4.3. La liberté de la langue, au niveau cantonal, est expressément garantie à
l'art. 17 de la Constitution du canton de Fribourg du 16 mai 2004 (Cst./FR; RS
131.219). Le français et l'allemand sont les langues officielles du canton
(art. 6 al. 1 Cst./FR) et des communes (art. 6 al. 3 Cst./FR). L'Etat et les
communes doivent veiller, dans le respect du principe de la territorialité, à
la répartition territoriale traditionnelle des langues et doivent prendre en
considération les minorités linguistiques autochtones (art. 6 al. 2 Cst./FR).
Le droit à un enseignement de base suffisant et gratuit est quant à lui garanti
aux art. 18 et 64 Cst./FR.

4.4. Dans le domaine de l'instruction publique, la loi fribourgeoise du 9
septembre 2014 sur la scolarité obligatoire (LS/FR; RS/FR 411.0.1) contient les
dispositions suivantes :

"Art. 11Langues de l'enseignement

1 L'enseignement est donné en français dans les cercles scolaires où la langue
officielle est le français et en allemand dans les cercles scolaires où la
langue officielle est l'allemand.

2 Lorsqu'un cercle scolaire comprend une commune de langue officielle française
et une commune de langue officielle allemande, ou une commune bilingue, les
communes du cercle scolaire assurent la fréquentation gratuite de l'école
publique dans les deux langues.

(...)

Art. 13Lieu de fréquentation de l'école publique

1 Les élèves fréquentent l'école du cercle scolaire de leur domicile ou de leur
résidence habituelle reconnue par la Direction.

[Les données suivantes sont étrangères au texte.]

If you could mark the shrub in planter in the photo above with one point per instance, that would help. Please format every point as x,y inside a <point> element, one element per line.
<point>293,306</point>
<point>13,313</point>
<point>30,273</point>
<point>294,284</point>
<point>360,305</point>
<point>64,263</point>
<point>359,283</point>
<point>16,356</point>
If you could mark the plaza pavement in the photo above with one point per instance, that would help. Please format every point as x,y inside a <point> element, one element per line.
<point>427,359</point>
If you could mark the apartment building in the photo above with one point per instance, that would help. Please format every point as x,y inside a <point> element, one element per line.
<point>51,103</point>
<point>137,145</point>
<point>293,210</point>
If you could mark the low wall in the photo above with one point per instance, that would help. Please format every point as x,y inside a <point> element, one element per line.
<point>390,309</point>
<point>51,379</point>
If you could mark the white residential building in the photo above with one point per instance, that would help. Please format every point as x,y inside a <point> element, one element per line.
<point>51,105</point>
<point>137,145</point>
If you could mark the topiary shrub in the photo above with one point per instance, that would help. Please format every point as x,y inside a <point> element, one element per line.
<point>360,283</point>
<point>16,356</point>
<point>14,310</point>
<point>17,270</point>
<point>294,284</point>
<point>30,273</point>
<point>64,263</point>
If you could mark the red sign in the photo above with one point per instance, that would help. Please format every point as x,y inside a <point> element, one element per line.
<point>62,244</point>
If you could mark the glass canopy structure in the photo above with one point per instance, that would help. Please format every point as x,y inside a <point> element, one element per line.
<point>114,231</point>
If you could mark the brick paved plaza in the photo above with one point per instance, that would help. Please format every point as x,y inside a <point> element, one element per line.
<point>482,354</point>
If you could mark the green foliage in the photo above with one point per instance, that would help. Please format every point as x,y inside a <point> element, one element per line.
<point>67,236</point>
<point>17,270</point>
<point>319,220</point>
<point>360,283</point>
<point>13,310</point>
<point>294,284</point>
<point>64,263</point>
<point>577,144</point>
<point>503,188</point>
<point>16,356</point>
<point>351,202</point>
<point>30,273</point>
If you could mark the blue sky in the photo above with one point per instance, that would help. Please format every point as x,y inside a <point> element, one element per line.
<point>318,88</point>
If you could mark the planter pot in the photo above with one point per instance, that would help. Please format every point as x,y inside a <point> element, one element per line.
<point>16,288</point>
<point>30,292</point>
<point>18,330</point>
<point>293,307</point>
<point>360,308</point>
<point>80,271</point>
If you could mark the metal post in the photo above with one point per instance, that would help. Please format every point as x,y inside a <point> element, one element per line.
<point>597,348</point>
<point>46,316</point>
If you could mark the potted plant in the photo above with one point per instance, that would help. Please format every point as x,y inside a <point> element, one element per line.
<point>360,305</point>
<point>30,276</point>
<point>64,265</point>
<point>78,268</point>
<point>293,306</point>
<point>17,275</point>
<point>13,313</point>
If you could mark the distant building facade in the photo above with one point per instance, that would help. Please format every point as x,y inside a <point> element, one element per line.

2 La fréquentation d'une école située dans un autre canton ainsi que l'accueil
d'élèves issus d'autres cantons sont réglés par conventions intercantonales.

Art. 14Lieu de fréquentation de l'école publique - Cas spéciaux

a) Conditions

1 L'inspecteur ou l'inspectrice scolaire peut autoriser ou obliger un ou une
élève à fréquenter l'école d'un cercle scolaire autre que le sien si l'intérêt
de l'élève ou de l'école le commande.

2 L'inspecteur ou l'inspectrice scolaire peut, pour des raisons de langue,
autoriser un ou une élève à fréquenter l'école d'un cercle scolaire autre que
le sien.

3 La décision indique quel cercle scolaire doit accueillir l'élève."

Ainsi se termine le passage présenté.